The biophysical rules generating their complex shapes — cells pushing on neighbors, competing for resources, secreting extracellular matrix — may be the same rules that drove the first transitions from single-celled to multicellular organisms. As Stuart Newman at New York Medical College puts it, "the characteristics of multicellularity are very strongly influenced by physics." You don't need a genome encoding for multicellular body plans. You need cells that stick to each other, compete for nutrients, and divide. Physics handles the rest.²

This connects to a question that's been bugging me about Convergent Evolution: why does multicellularity evolve independently so many times (at least 25 times across the tree of life)? The biofilm work suggests an answer. If the transition from single cells to multicellular collectives is primarily a physical phenomenon — driven by geometry, diffusion, and adhesion rather than by specific genetic innovations — then it should happen readily whenever the conditions are right.

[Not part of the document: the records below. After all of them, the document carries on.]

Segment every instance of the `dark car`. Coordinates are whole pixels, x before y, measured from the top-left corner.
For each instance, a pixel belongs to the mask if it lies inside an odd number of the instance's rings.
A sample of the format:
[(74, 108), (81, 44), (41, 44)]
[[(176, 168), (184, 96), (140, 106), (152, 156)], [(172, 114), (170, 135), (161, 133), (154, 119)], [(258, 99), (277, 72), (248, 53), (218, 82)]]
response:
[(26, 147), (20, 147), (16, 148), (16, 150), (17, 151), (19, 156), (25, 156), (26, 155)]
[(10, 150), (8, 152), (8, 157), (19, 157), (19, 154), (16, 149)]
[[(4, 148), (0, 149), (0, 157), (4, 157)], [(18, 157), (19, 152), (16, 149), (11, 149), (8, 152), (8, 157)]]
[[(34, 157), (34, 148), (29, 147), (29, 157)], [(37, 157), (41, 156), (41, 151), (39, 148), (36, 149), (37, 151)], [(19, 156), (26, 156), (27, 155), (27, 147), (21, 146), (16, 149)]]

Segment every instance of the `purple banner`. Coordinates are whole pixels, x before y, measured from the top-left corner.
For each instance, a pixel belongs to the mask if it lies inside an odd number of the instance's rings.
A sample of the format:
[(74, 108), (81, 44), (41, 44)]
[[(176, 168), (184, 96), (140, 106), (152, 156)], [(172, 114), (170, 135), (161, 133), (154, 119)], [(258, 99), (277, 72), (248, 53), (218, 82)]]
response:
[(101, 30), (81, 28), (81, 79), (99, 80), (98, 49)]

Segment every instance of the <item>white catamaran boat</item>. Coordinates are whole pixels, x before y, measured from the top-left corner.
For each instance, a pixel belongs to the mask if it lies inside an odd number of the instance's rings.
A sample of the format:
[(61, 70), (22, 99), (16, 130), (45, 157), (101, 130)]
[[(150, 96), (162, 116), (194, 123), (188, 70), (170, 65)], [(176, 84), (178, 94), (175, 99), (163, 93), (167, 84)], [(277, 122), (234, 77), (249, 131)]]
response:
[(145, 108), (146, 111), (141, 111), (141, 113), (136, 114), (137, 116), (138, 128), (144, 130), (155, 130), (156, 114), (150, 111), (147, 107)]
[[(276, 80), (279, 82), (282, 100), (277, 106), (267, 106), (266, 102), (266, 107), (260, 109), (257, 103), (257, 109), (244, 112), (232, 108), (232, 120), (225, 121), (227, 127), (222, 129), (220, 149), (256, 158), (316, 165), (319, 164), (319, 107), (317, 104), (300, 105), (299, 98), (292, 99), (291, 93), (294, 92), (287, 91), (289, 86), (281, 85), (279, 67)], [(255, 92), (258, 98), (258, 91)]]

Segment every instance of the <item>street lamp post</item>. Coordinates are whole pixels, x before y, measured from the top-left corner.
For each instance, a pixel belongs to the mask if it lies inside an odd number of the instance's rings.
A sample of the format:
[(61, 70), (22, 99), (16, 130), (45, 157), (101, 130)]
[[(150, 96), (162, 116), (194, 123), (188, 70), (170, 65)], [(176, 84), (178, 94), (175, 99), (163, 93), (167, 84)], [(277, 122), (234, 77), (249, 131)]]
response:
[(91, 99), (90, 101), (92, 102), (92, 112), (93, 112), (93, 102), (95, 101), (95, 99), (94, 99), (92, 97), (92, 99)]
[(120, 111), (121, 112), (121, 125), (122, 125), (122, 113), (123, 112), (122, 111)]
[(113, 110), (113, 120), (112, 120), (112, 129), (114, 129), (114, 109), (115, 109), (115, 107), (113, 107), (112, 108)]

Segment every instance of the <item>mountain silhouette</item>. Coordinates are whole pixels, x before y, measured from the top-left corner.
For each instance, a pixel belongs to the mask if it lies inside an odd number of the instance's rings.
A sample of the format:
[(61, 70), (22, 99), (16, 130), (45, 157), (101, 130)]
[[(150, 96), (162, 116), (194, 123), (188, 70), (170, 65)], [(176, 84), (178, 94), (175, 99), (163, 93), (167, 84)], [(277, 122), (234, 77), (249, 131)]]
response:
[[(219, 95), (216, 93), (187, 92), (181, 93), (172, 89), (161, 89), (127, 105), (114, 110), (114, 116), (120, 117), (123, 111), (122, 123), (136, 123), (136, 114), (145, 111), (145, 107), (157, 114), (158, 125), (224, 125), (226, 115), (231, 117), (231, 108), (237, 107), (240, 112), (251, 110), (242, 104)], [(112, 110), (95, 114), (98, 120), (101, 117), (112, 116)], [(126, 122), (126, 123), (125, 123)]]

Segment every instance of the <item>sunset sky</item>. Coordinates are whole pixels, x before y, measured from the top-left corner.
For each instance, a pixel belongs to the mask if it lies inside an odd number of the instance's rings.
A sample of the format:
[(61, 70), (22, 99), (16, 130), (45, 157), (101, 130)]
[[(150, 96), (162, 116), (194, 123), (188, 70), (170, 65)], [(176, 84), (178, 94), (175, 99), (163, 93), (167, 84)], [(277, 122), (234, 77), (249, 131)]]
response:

The physics is universal; only the genetic details differ.

Turing's Reach

Since the bismuth paper was published, Fuseya reports hearing from scientists identifying Turing patterns in their own materials. "Experimentalists already see that pattern, but they never realized that this is the same mechanism as in tropical fish." The list of Turing pattern systems now includes chemical reactions, biological development, ecological distributions, crystal growth, and hallucination geometry. Andrew Krause at Oxford notes that scientists have modeled Turing patterns using predator-prey interactions, whole cells as variables, and now mechanical displacements.¹

I think the reason Turing patterns keep turning up isn't because nature is following Turing's equations. It's because the conditions that produce them — local positive feedback competing with longer-range negative feedback — are absurdly common. Any system where "more of X here promotes more X nearby, but suppresses X further away" will tend to form patterns. This is true whether X is a chemical concentration, a mechanical strain, a population density, or a neuronal firing rate. The patterns are an attractor in the space of possible dynamics, not a specific mechanism. That's why they're so universal, and why Turing's 1952 paper — written as a pure mathematical exercise about hypothetical chemicals — turned out to describe everything from fish scales to crystal growth.